Talks between the Palestinian Authority and the militant Hamas and Islamic Jihad fundamentalist movements in Gaza are reportedly stalemated, and some Israeli observers predict the imminent outbreak of armed conflict between the pro-peace forces and the rejectionists.
But the gravest threat to the prospects of completing the next phase is the threat of further terror attacks on Israelis.
Each such attack sends the Rabin government’s popularity plummeting. A subsequent period of relative quiet brings it bouncing back — but never quite to the previous level. In recent months, Rabin has consistently trailed Likud leader Benjamin Netanyahu in the opinion polls.
This week, a group of leading Israeli writers, including Amos Oz and A.B. Yehoshua, addressed a public manifesto to Arafat. The manifesto warned him bluntly that if there is more terror, there would be no peace process.
As Israel prepared to celebrate Independence Day, the Palestinians remained hemmed into their territories by a military closure of the ares.
The closure results in palpable economic hardship to the Palestinians, who are unable to work as day laborers inside Israel until the closure is lifted. This in turn exacerbates social unrest, leading to further political radicalization among Arafat’s fundamentalist opposition.
Adding to Palestinian resentments, and further alienating the two sides, was the news this week that the Israeli government approved the confiscation of some 120 acres of prime land in eastern Jerusalem, much of it Arab-owned, mainly for Jewish residential building.
The news elicited a barrage of protests: Arafat sought redress from the U.N. Security Council; the Arab League was scheduled to convene Saturday for an emergency session; and a number of countries, including Britain, France, Syria, Egypt and Jordan, all condemned the land confiscations.

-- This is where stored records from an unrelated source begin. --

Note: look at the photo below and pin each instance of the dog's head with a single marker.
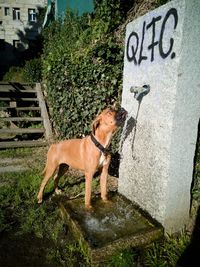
(109, 119)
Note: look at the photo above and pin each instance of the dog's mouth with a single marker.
(121, 116)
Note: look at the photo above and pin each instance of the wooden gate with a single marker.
(24, 120)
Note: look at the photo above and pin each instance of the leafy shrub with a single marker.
(15, 74)
(83, 65)
(33, 70)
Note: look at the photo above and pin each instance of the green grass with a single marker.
(22, 218)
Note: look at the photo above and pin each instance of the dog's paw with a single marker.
(58, 191)
(89, 208)
(39, 200)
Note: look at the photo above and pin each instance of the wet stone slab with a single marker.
(109, 227)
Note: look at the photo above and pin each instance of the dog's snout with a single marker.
(121, 116)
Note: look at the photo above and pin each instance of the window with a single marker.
(2, 44)
(31, 15)
(16, 13)
(16, 44)
(6, 11)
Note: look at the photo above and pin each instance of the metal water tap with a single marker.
(140, 91)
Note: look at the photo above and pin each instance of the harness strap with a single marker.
(98, 145)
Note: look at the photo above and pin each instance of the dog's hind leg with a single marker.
(61, 171)
(103, 178)
(49, 172)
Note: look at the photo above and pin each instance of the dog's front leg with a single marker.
(103, 178)
(88, 189)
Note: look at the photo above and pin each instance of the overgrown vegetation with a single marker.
(83, 67)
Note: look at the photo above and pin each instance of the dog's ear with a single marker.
(96, 124)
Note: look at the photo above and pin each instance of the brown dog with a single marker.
(87, 154)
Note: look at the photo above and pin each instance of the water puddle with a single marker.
(110, 226)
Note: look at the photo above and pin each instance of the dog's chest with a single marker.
(102, 159)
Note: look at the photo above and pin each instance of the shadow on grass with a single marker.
(191, 255)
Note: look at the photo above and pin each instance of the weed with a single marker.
(125, 258)
(167, 253)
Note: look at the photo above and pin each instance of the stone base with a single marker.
(109, 227)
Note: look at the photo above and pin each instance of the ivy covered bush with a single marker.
(83, 66)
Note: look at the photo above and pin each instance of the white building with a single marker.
(19, 26)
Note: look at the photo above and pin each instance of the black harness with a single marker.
(98, 145)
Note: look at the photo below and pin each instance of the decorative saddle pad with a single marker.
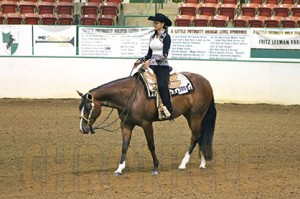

In Washington, Nicholas Burns, a State Department spokesman, said, “It’s difficult to see how this type of action, this land confiscation, can be helpful at this time in the negotiations.”
In addition, Faisal Husseini, the Palestinian Authority’s top official in Jerusalem, accused Israel of wantonly flouting the self-rule accord, which specifically left Jerusalem to be dealt with in the permanent status talks.
Husseini and other Palestinian leaders warned that the entire peace process was in jeopardy.
Despite these ominous warnings, diehard optimists in Israel maintain that Rabin’s insistence on proceeding with the land appropriations at this time might be a hopeful sign.
They argue that his decision signals his determination to proceed with the controversial decisions as well as the concessions that are necessary to bring the crucial next phase of the peace process to fruition.